The two men met face-to-face through a mutual friend and Phillips decided to pay Lewis a visit – traveling across country. He spent a week with his friend and a couple days after returning home, he decided he wanted to donate his kidney to Lewis.

“We actually joked about his kidney failure a lot, and I didn’t actually even think about donating until he brought up his blood type randomly in conversation,” said Phillips. “That’s sort of when it clicked for me. I know that O- is a one-way street and so I asked about the whole donation process and what would be involved for a donor.” Things clicked from there.

“To me it wasn’t about why I should - there are plenty of reasons to donate. I didn’t see a single reason why I wouldn’t donate a kidney,” said Phillips. “My life has been exceptionally blessed and honestly I feel grateful having an opportunity to give to another and spread the love. Davide has a beautiful family and I know that if I was in his shoes I’d hope to be given the same generosity, and I’m just happy that he can live life to its fullest.”
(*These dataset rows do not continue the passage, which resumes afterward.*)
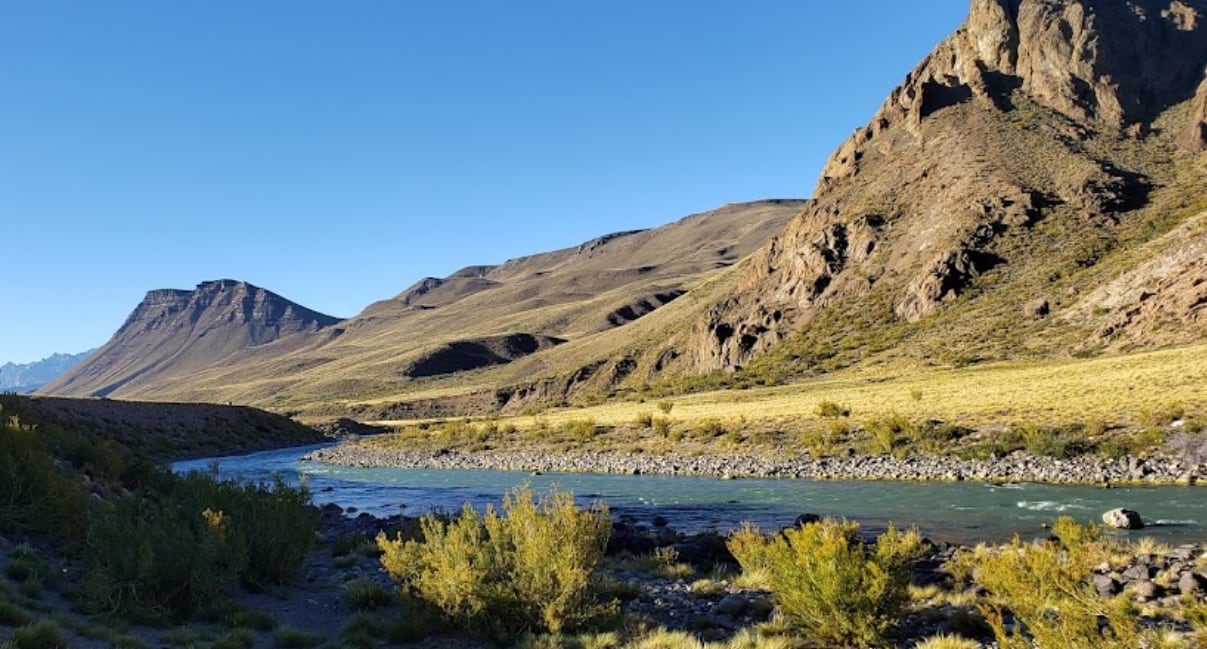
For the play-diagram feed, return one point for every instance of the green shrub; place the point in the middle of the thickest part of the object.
(581, 430)
(1061, 443)
(44, 635)
(11, 614)
(287, 637)
(886, 433)
(1045, 589)
(828, 409)
(193, 541)
(36, 496)
(525, 569)
(831, 584)
(365, 594)
(237, 638)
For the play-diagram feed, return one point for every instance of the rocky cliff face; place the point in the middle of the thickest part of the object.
(173, 333)
(1067, 112)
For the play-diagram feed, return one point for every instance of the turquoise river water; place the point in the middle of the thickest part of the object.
(951, 512)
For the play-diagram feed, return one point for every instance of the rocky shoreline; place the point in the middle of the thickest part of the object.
(1016, 467)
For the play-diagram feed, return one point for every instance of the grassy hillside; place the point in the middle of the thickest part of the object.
(1115, 403)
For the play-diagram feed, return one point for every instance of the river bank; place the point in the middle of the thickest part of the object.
(1016, 467)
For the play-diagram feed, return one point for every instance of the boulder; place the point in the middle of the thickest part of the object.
(1123, 519)
(732, 604)
(1147, 590)
(1037, 308)
(1106, 585)
(1191, 583)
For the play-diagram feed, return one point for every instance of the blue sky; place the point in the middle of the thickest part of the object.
(336, 152)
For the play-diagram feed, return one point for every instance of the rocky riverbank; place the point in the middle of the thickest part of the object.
(1014, 467)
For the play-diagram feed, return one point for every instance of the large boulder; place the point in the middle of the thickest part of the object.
(1123, 519)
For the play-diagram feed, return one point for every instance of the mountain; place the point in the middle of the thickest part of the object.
(23, 378)
(1036, 187)
(173, 333)
(181, 345)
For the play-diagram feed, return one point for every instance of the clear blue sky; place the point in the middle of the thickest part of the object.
(336, 152)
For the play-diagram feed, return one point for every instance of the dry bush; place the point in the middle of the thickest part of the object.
(831, 584)
(528, 568)
(1045, 589)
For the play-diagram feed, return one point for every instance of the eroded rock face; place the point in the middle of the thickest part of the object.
(1123, 519)
(917, 198)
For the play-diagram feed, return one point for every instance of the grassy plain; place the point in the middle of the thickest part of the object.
(1129, 391)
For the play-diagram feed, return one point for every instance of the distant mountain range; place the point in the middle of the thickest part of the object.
(24, 378)
(1036, 188)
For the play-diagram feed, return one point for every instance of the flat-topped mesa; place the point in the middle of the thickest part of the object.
(173, 333)
(227, 302)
For Lewis, life has been a whole lot better since the transplant. He’s gotten a job as a meat cutter for Sam’s Club – a better job than he had before. He enjoys hanging out with his wife, daughter and his sister Cassandra and yes; he still enjoys playing video games. He’d eventually like to get into video streaming.

“I can’t thank Trace enough for what he did for me,” said Lewis. “I’ve had a lot of support from family during my kidney failure and it’s just great to finally make it through the transplant and feel good again.”

-- By T.J. Banes, Associate Senior Journalist at IU Health.